キルの周りには誰もたからない。遠くでシャッターを切る音が
聞えるだけだった。
「・・・俺らいらなかったかな?」
「王子いるもんな。」
これが芸暦の差。
数日前、キルが理科室にアラタとバヴがいたのは
そういうことらしい・・・
ファンから姫を守ろうとしたみたいだ。
「・・・ケイ。
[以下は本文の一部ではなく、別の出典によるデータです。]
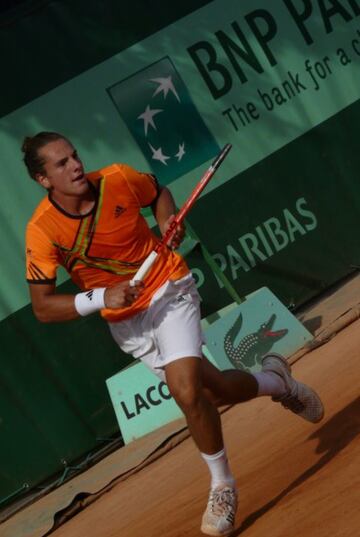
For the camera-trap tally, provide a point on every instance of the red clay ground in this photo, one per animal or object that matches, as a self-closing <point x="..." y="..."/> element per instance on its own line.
<point x="295" y="479"/>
明日キビしいんじゃねーかな。」
ルルスは笑って答えた。
ケイは姫と同じ方向を回れず1日が終わった。
姫というと・・・・
「僕も撮ろうっと・・!」
写真部のキルだって撮られるばかりではありません。
撮るのが趣味なのです。
「そーだよね、姫だって普通の学生だもん。
たのしまなきゃね。」
歩きながら撮ってると、いつものごとく
キルは頭からこける。
「へぶっ!」
すぐに顔をあげてこう言った
「い・・いつものことだから・・・。」
と言ったものの・・・・カメラを見てみると
「レンズ割れた~っ!」
「え!そのカメラって・・!」
「姫をやるまえから使ってたカメラだぞ?
よびってないのか?」
キルは立ち上がり、ひざをぱんぱんと叩いた。
「ないよー。」
「これを気に新しいの買ったら?」
新しいの?
小学校から使っていた愛用のカメラ。
王子だってセイだって知ってる。
このカメラの思い出ーー・・・まるで、今までの思い出が壊れたように
カメラのレンズは割れてしまった。